Notice that the creation of the HTMLToolbox instance for a document is to make it possible to apply consecutive changes and then get the results.

Wrap Example

The wrap function receives the wrap envelope as a string and recognizes <!/> as a placeholder for the nodes that are being wrapped. The wrap envelope string is parsed as an HTML fragment before applying and so errors in it won't break the overall document structure, but may lead to unexpected results.

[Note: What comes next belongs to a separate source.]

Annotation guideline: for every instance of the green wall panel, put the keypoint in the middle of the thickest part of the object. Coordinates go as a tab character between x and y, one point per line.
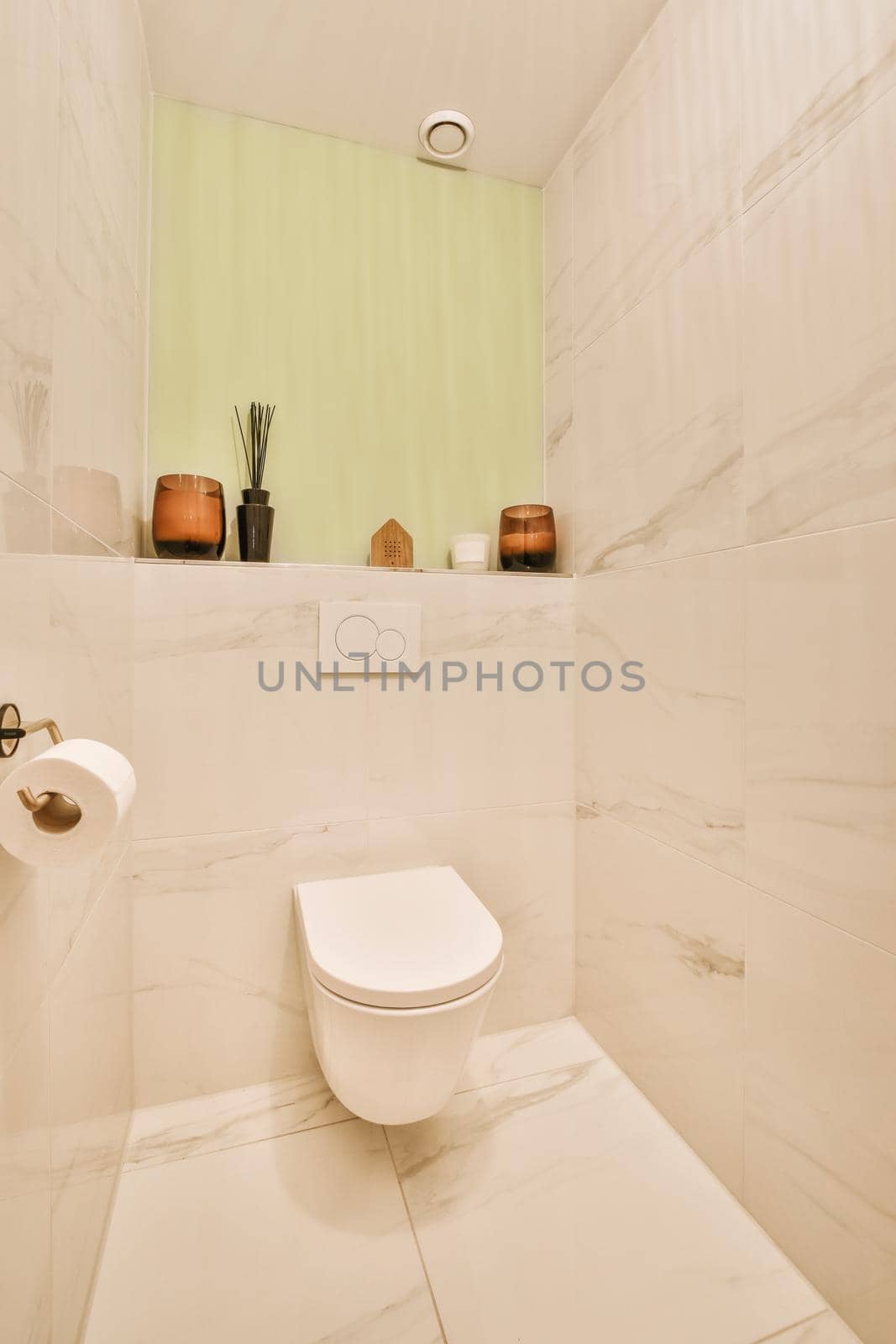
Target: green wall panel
392	309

    let doc = "<div>1 and 2 and 3 and 4</div>";
    let htb = new HTMLToolbox(doc);

    htb.wrapAll(/\d/gm, "<span>Number <!/></span>");

or for fine control on each occurrences:

    for(const val of htb.search(/\d/gm)) {
          htb.wrap(`<span>Number <!/></span>`);
    }

    console.log(htb.getHTML(null));

and the result would be:

    <div><span>Number 1</span> and <span>Number  2</span> and <span>Number  3</span> and <span>Number  4</span></div>

See the class documentation for all other methods, features, and also the details of the data structures.


Copyright (C) 2023-2024 Arash Kazemi contact.arash.kazemi@gmail.com. All rights reserved.

HTMLToolbox project is subject to the terms of BSD-2-Clause License. See the LICENSE file for more details.